Flag: flag{it-is-never-too-late-for-a-drop}
Web 100: John the Traveller
This challenge led us to a web site with a flight booking site. It had a single search field in which you could search for a European capital.
The results for all cities seemed random and changed whenever you reloaded the page. However, the hint text ended with “There he goes! Flight is booked so… hauskaa lomaa!”. Using Google, this led us to believe that Helsinki was of special interest. Indeed, searching for Helsinki, we notice that the prices suddenly are in “px” instead of “EUR” and in a much narrower range. Furthermore, we always get exactly six results. Looking at the HTML source we also found some new CSS classes. Looking in the bootstrap.min.css file these CSS classes are found in a media query block for devices which have a screen width between 620 and 640 pixels. Using Chrome’s developer tools, we went into mobile mode and set the viewport to 640px wide and suddenly the page turned into this:
Decoding the QR code gives us the flag.
Flag: flag{run_to_the_hills_run_for_your_life}
Web 350: Magic chall
I felt like this challenge was almost made for me. A few weeks ago, I was at Confidence to compete. As a part of that, I gave a talk about PHP’s file stream features and what problems that can lead to. This was exactly what was used here to get source disclosure.
The website had a simple login page and a registration where you could enter name, last name, username and password. When logging in you got to a page with a random video. The interesting part was in the URL. Pages were accessed by going to /index.php?page=X where X was for example “login”. If we instead changed this to:
http://magic.polictf.it/index.php?page=php://filter/convert.base64-encode/resource=index
We got the contents of index.php outputted as base64 encoded text. This was then decoded to reveal the code. The index page included several classes and using the same technique, we could get the source of them all. Two parts of the code were particularly interesting. First, in the Logger class I found:
So by creating a user with PHP code as its name, anything as its last name, we can include the log file from the index page by accessing:
http://magic.polictf.it/index.php?page=log/X_Y
where X is your hostname and Y is the lastname of the user minus “.php”

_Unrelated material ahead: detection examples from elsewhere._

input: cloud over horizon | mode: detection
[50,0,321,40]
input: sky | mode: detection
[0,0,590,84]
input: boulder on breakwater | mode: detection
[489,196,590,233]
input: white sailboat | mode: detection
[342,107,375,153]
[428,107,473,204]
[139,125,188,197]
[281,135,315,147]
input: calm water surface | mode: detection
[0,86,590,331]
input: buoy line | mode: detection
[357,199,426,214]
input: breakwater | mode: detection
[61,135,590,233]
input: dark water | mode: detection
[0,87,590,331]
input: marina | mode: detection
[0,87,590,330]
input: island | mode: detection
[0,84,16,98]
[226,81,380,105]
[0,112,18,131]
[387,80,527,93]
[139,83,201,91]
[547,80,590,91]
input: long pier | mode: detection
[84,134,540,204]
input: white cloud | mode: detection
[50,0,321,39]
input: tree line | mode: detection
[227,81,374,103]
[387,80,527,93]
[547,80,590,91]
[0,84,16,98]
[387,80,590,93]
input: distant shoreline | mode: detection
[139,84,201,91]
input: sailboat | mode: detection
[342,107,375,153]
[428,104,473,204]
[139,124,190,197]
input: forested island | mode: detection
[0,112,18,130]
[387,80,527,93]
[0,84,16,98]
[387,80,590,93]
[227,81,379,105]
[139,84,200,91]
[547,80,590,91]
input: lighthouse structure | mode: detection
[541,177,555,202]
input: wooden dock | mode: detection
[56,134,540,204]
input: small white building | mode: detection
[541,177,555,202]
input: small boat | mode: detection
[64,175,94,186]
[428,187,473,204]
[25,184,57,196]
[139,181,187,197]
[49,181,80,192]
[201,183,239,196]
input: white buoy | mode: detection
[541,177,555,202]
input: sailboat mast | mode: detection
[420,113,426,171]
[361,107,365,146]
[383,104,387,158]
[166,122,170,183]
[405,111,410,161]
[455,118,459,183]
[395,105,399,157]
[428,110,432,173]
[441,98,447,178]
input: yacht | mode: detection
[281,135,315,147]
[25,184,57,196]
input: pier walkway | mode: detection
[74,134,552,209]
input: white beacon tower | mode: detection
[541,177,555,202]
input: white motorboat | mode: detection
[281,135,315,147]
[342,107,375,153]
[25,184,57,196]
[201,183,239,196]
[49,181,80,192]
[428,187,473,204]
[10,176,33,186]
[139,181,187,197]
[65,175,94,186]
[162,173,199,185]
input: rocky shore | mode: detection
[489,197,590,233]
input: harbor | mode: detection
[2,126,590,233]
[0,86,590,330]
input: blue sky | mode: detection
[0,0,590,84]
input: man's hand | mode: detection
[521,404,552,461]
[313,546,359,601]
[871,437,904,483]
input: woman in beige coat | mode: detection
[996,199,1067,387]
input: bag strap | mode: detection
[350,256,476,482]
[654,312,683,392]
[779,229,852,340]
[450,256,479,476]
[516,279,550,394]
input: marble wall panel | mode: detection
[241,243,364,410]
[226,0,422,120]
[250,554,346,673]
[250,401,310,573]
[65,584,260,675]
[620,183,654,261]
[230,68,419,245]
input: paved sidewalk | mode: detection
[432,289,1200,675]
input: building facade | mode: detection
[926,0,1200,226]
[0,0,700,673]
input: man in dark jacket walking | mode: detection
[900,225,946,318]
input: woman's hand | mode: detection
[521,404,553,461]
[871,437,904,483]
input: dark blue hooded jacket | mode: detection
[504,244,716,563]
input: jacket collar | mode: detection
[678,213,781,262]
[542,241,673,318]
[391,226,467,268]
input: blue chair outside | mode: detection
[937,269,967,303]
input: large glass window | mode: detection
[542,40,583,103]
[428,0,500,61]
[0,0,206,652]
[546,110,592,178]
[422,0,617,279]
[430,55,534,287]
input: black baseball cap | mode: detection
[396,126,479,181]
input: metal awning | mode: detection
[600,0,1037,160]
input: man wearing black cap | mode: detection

In the Magic class, I found:
Which indicated that we want to create a Magic object and call any function on it. I registered a user with name “<?php $a = new Magic(); $a->x(); ?>” and lastname “x.php”. After logging in with the user once, I used the indedx page to include the log file and get the flag. Of course, it would have also been possible to directly access the log file, but that is something you easily don’t think about at 3am.
Flag: flag{session_regenerate_id()_is_a_very_cool_function_use_it_whenever_you_happen_to_use_session_start()}
Forensics 100: It’s Hungry
This challenge consisted of a song oldmcdonald.flac and a text:
100 Points Old McDonald had a farm. Old McDonald liked chiptune. He also needed to remind its daughter to take care about a zombie animal. But he wanted to do it discreetly, so he wrote this song. Can you find the message? (all lowercase, no spaces) N.B. flag is not in format flag{.+}
First, I tried looking at metadata, there I found a red herring flag. Then I tried looking at the song in a spectrogram and found a red herring like this:
Later in the spectrogram there was also a morse coded message with a red herring and a trollface. Then I sent the file to my musical genius friend and asked him if he could write down the notes or find anything else of interest. He sent back the melody which clearly spells out the flag and fits with the hint.